2. Accessing Client Files and Data
- Law firms should use reputable and well-established cloud service partners and ensure that staff are trained in how to use the cloud services to process and protect client data.
- Technical staff should understand how to properly configure the cloud services to ensure data privacy and data security.
- Even cloud data needs to be backed up and access to the backups must be readily available in case of a ransomware attack or other data loss event.
- Understand the contractual terms of all cloud services so that appropriate cyber insurance policies can be provisioned to cover gaps and losses.
3. Virtual Meeting Platforms and Videoconferencing
- Virtual meetings should be password protected to ensure only invited participants are able to join.
- Get client consent before recording any meetings and secure all recordings.
- Remind attorneys working from home to consider their surroundings and who might be able to overhear any virtual meetings.
4. Virtual Document and Data Exchange Platforms
- Understand the archiving capabilities of your virtual document management system.
- The document management system must be properly configured and secured to defend against unauthorized access from the Internet.
- If possible, encrypt the documents stored within the document management system.
5. Smart Speakers, Virtual Assistants, and Other Listening-Enabled Devices
- Disable the listening feature of any smart devices that could overhear client conversations or virtual meetings.
- It is important that managing attorneys develop policies and procedures for employees who are working remotely.
- Policies should cover non-attorneys assisting with legal matters or who would otherwise have remote access to client data.
- Special interest should be paid to Bring Your Own Device (BYOD) to ensure that remote workers have clear guidelines on what types of devices are acceptable and how those devices should be secured – such as antivirus software, patching and updating of software, the use of VPNs, and security training.

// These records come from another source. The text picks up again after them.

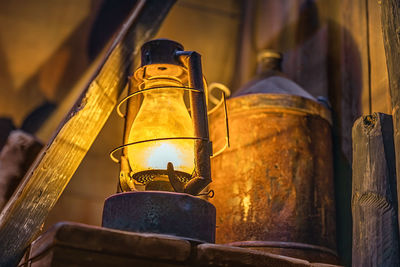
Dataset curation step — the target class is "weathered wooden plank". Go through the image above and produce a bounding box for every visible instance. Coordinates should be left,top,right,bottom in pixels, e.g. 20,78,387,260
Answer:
0,0,174,266
352,113,399,267
0,130,43,211
381,0,400,238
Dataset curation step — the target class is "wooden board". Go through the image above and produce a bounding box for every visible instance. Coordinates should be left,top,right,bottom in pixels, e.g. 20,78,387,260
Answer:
381,0,400,239
0,0,174,266
352,113,399,267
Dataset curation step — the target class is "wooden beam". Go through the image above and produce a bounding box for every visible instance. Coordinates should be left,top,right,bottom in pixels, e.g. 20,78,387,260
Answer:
381,0,400,237
0,130,43,211
352,113,399,267
0,0,175,266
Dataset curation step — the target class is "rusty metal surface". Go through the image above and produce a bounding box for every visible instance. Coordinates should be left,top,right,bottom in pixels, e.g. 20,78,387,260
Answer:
102,191,215,243
210,94,336,264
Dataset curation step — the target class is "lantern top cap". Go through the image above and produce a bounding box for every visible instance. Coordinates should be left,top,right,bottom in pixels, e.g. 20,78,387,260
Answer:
257,49,283,62
141,39,184,67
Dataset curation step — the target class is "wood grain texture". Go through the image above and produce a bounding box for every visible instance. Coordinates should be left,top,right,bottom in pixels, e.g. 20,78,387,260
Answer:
352,113,399,267
381,0,400,241
0,0,174,266
0,130,43,211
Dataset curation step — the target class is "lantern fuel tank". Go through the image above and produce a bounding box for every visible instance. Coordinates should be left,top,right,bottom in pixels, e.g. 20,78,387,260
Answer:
210,51,337,263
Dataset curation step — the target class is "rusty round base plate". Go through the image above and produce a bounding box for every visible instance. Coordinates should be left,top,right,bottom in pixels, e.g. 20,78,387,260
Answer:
102,191,216,243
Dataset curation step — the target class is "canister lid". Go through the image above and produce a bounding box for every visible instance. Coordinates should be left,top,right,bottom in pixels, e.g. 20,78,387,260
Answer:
234,49,317,102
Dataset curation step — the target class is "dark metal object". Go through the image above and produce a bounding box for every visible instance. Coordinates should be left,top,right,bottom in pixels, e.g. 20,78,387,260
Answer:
141,39,183,67
102,191,215,243
177,51,212,195
210,94,336,262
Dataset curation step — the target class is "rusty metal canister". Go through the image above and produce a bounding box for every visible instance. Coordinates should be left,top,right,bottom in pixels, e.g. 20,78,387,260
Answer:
209,51,338,263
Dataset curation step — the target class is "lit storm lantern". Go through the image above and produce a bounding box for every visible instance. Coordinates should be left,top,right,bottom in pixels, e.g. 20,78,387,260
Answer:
102,39,215,243
109,39,211,195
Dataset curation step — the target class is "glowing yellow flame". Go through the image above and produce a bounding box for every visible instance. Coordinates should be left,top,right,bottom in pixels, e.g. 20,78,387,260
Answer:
128,88,194,178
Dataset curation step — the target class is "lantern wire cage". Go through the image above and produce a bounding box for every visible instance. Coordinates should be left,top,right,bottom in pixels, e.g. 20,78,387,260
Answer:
110,80,230,189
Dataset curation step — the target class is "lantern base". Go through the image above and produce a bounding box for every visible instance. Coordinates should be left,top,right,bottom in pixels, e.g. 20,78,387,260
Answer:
102,191,216,243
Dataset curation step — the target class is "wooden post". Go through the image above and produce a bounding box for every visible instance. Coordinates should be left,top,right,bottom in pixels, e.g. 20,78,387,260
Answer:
0,0,175,266
352,113,399,267
0,130,43,211
381,0,400,237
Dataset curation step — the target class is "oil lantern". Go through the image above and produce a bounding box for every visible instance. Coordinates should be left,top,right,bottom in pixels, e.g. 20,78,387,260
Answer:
103,39,215,242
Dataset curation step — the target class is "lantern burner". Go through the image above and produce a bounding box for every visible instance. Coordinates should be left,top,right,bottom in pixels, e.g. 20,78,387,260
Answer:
131,170,192,185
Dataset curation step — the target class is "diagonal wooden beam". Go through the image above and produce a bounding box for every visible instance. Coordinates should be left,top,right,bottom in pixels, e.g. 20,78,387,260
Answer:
0,0,175,266
381,0,400,238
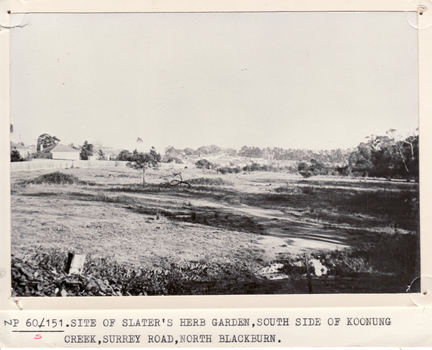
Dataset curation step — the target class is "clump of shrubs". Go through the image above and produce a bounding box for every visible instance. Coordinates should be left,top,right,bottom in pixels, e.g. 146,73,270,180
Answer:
11,149,24,162
297,159,336,178
188,177,230,186
11,250,257,297
217,166,241,174
195,159,213,169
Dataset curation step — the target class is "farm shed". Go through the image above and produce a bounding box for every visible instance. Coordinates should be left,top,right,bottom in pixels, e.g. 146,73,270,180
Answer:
51,145,80,160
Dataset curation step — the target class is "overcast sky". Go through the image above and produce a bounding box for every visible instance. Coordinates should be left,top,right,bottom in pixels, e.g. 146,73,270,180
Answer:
11,12,418,151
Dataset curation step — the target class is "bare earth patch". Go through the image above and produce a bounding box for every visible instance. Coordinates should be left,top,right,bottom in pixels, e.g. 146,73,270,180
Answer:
11,168,418,293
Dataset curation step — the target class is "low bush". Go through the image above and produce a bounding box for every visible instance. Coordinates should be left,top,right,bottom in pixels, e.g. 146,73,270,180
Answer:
188,177,230,186
22,171,94,185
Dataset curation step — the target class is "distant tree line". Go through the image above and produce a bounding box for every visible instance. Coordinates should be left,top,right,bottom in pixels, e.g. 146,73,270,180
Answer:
342,129,419,179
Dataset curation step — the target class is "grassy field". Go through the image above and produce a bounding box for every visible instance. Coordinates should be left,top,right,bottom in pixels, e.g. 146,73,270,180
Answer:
11,168,419,295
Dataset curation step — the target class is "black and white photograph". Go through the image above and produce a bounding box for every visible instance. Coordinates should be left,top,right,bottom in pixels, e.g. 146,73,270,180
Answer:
9,11,421,298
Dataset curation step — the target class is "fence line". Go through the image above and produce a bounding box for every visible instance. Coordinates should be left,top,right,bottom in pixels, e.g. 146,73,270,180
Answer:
10,159,127,171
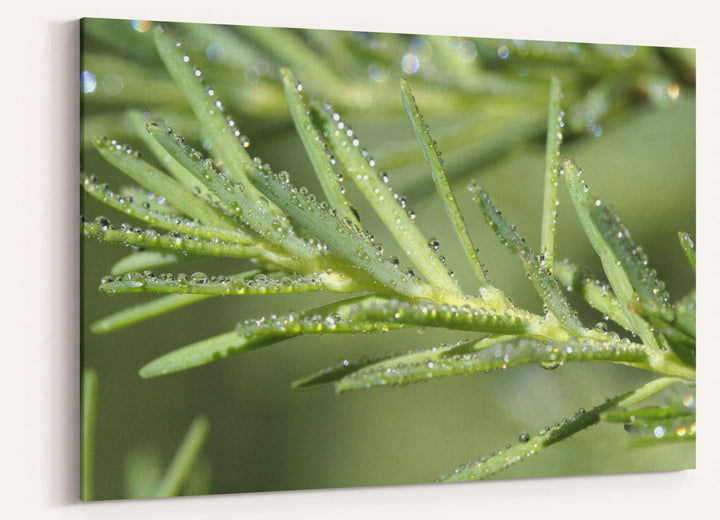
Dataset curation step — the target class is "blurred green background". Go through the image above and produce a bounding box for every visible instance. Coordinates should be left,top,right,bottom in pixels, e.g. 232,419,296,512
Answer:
81,19,695,499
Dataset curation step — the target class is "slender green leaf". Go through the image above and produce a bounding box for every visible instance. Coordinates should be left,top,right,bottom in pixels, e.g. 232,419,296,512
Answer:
100,270,358,296
123,444,164,498
82,174,251,244
155,416,210,497
469,183,587,336
315,100,459,294
439,378,677,482
280,68,360,226
246,164,431,296
147,124,319,264
540,78,564,274
128,110,205,193
90,294,212,334
555,259,632,329
560,159,660,350
678,231,695,269
93,137,233,229
401,79,490,287
600,406,695,423
242,26,346,94
292,336,514,388
140,297,402,378
337,337,649,392
110,251,181,276
81,217,261,258
153,25,278,214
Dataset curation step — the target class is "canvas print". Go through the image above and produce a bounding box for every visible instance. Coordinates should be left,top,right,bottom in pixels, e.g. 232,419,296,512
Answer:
79,19,696,500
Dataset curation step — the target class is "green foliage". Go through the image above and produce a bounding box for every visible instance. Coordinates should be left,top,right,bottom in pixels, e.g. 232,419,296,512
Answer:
81,18,696,496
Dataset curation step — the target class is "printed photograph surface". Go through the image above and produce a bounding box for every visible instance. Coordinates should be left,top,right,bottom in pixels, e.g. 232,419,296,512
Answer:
78,18,696,500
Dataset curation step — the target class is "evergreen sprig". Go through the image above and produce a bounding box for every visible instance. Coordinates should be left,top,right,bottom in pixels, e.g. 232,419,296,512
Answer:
81,21,696,495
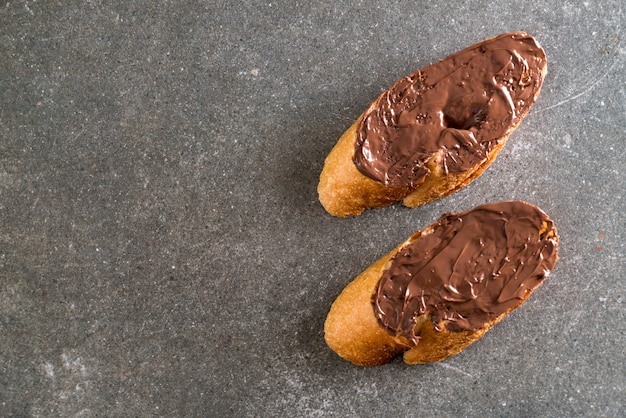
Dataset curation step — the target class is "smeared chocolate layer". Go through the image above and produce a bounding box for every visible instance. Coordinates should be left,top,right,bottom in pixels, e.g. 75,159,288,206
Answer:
354,32,546,188
374,201,558,344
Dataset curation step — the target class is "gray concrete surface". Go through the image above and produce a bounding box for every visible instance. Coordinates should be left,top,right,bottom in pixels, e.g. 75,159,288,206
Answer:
0,0,626,417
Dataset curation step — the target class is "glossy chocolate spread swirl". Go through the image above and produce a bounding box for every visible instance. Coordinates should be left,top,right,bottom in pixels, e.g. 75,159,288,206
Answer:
373,201,558,344
354,32,546,188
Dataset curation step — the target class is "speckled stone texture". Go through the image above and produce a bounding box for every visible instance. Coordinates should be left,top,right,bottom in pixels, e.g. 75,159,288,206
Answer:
0,0,626,417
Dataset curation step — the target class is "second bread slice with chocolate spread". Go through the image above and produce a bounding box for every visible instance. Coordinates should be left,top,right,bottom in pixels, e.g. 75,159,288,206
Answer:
324,201,558,366
318,32,547,217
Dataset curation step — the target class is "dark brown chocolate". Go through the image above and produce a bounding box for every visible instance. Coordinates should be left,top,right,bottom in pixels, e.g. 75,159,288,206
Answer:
373,201,558,344
354,32,546,188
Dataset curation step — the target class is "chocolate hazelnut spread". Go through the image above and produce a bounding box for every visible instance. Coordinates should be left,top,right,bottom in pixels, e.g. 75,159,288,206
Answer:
373,201,558,344
354,32,546,188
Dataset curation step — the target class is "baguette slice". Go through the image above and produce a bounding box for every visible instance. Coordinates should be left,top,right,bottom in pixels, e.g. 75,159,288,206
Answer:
324,201,558,366
317,32,547,217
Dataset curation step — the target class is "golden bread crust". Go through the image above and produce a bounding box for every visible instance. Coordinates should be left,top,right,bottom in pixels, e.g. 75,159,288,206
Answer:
317,37,547,217
324,219,558,366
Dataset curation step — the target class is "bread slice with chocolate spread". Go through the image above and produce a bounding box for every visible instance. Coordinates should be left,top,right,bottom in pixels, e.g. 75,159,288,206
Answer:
317,32,547,217
324,201,558,366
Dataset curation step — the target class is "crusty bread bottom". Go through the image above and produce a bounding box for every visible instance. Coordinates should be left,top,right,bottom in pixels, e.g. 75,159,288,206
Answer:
324,228,530,366
317,107,509,217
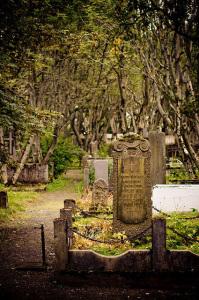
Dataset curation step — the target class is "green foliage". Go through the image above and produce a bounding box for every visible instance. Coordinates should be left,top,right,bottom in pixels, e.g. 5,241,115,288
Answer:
74,211,199,255
166,169,192,183
98,143,110,158
0,190,38,223
46,175,83,195
41,135,84,177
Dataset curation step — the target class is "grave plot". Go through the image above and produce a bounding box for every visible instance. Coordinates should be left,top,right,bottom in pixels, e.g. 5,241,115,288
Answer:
54,195,199,272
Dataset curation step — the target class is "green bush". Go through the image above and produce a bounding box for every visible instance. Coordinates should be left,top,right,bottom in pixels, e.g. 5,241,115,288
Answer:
98,144,111,158
41,136,84,178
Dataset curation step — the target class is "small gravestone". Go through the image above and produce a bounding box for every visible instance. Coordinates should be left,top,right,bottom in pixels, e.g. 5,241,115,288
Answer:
91,179,108,210
0,191,8,208
112,136,152,236
90,141,98,157
92,159,108,184
82,156,89,190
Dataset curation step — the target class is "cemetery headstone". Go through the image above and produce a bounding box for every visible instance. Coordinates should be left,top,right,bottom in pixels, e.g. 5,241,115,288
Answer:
92,159,108,184
112,135,152,236
91,179,108,210
90,141,98,157
82,156,89,190
149,131,166,186
0,191,8,208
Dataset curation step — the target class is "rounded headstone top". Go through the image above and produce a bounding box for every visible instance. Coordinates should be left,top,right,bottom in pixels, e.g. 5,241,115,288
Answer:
94,178,108,189
113,133,150,152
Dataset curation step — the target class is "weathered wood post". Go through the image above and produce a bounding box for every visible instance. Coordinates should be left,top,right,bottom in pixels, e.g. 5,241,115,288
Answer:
64,199,76,214
152,218,168,271
60,208,73,249
54,218,68,272
149,131,166,186
0,191,8,208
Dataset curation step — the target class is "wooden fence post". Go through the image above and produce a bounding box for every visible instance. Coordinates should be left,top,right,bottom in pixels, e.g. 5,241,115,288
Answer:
60,208,73,249
152,218,168,271
54,218,68,272
64,199,76,213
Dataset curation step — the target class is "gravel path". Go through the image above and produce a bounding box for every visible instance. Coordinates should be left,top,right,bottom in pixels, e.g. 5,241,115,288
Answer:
0,191,198,300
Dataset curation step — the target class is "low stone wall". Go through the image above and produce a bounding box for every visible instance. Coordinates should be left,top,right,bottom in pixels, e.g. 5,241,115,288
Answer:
65,250,199,273
8,163,48,183
54,206,199,273
66,250,151,272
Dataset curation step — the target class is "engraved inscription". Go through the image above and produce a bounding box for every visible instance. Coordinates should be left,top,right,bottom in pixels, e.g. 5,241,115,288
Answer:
117,156,147,224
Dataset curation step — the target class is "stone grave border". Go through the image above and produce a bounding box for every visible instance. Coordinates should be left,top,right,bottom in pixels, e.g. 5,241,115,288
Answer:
54,199,199,273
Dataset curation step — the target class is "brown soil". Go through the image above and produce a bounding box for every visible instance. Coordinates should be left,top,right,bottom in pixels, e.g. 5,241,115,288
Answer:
0,191,198,300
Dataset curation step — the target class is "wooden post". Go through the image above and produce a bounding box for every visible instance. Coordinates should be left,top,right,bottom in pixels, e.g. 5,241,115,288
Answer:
149,131,166,186
60,208,73,249
64,199,76,213
152,219,168,271
0,191,8,208
54,218,68,272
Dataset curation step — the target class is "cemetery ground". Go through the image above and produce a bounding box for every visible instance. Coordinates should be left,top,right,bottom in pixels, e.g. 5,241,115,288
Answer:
0,180,199,299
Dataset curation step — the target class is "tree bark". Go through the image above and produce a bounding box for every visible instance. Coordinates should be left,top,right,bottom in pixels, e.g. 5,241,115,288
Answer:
42,125,60,164
11,135,35,184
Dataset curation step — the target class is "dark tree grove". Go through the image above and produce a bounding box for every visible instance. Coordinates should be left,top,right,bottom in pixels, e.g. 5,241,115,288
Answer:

7. Possible Limitations of Virtual Practice
- There may still be a need for physical documentation and other paperwork to be generated – policies should also be developed to address these aspects, even if the attorneys are remote.
- Consider the address that the lawyers will use on official correspondence, will it be the remote address or some other location?
Clearly, there are many security issues to consider, even if the lawyer is not operating within the confines of the law firm’s offices. These nuances need to be carefully considered, then thoughtfully communicated to all remote workers. Security cannot relax just because the attorney is working from a home office. Instead, it needs to be bolstered because the normal corporate resources are not as readily available. Don’t open the door to a plaintiff’s claim of negligence, apply good security hygiene across all aspects of your firm.